Но, может быть, знакомство состоялось не дома у Сологуба? Зинаида Гиппиус утверждала, что в те годы Сологуб «бывал всюду, везде непроницаемо-спокойный, скупой на слова, подчас зло, без улыбки остроумный». Однажды в каком-то литературном салоне Г. Иванов слышал, как Сологуб говорил: «Искусство — одна из форм лжи. Тем только оно и прекрасно. Правдивое искусство — либо пустая обывательщина, либо кошмар. Кошмаров же людям не надо. Кошмаров им и так довольно». И вот близкое по мысли стихотворение Георгия Иванова:
То, о чем искусство лжет, Ничего не открывая, То, что сердце бережет — Вечный свет, вода живая. Остальное пустяки. Вьются у зажженной свечки Комары и мотыльки, Суетятся человечки, Умники и дураки. («То, о нем искусство лжет…»)
«В лучшем из созданного Сологубом, его стихах, никакой "лжи" нет. Напротив, стихи его — одни из самых "правдивых" в русской поэзии», — писал Георгий Иванов. Его привлекало в поэзии Сологуба отсутствие мишурных украшений, четкость графического рисунка, естественная простота, преображение жизни искусством. Отзвук лиры Сологуба слышен в стихотворении Г. Иванова, написанном во время Второй мировой войны. Вот его начало:
Каждой ночью грозы Не дают мне спать. Отцветают розы И цветут опять. Точно в мир спустилась Вечная весна. Точно распустилась Розами война… Не случайны здесь и трехстопный хорей и «вечная весна». И недаром он так любил стихотворение Федора Сологуба, написанное им в начале века, когда Георгию Иванову не было еще и десяти лет. Он полностью приводит его в своих «Петербургских зимах» и добавляет с особой выразительностью: «В стихах этих ключ ко всему Сологубу»:
Много было весен, И опять весна. Бедный мир несносен, И весна бедна Что она мне скажет На мои мечты, Ту же смерть покажет, Те же все цветы. Что и прежде были У больной земли, Небесам кадили, Никли да цвели. Каменный одноэтажный дом с окнами на Разъезжую улицу, зал с зеркалами и зеркального блеска паркет, ярко освещенная гостиная, на стенах розоватые шелковые панно. Дверь в столовую приотворена, виден накрытый к ужину стол. Здесь на «четвергах» у Федора Сологуба перебывал весь литературный и артистический Петербург. У него можно было увидеть то Михаила Кузмина, то Анну Ахматову, то Алексея Толстого, а также футуристов — Игоря Северянина, Николая Кульбина, Давида Бурлюка.
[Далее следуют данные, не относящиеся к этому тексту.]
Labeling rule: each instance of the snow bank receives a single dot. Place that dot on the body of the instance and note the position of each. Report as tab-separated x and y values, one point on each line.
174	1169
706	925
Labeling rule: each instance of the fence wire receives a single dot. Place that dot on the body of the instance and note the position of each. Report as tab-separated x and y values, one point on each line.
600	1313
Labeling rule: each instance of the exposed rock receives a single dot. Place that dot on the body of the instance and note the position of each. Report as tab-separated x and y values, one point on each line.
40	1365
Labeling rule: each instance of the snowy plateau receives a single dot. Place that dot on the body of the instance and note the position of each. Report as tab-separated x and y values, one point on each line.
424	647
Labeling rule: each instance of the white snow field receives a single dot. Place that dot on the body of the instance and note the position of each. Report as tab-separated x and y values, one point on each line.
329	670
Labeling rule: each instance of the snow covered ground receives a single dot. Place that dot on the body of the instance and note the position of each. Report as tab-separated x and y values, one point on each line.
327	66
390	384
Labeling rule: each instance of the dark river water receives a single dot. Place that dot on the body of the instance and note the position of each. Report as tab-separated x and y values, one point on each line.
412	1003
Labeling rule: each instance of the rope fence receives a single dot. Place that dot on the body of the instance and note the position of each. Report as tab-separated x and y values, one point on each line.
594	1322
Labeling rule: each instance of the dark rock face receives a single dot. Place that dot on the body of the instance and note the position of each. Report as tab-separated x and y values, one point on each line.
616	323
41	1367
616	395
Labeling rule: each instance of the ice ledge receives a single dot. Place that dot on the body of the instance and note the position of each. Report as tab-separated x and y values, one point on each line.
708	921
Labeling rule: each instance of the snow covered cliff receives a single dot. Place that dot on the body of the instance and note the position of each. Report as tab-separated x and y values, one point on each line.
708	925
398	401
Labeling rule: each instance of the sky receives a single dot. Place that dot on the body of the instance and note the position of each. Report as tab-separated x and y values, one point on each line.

Изредка приходил Александр Блок. Кто-то съязвил, что «литературной среды» он избегает, а по четвергам к Сологубу приходит. От хозяина исходила неулыбчивость, сидели слишком чинно, стихи читали строго по порядку — по кругу. Более свободная атмосфера возникала, когда Анастасия Чеботаревская, жена Федора Кузьмича, устраивала домашние спектакли или маскарады.
В начале войны Георгий Иванов публиковал в «Аполлоне» рецензии и статьи о «военных стихах» и в особенности отмечал патриотические стихи Сологуба, который «берет общие слова — повторявшиеся много раз образцы — и с изумительным мастерством создает из них достойные стать национальным гимном песни».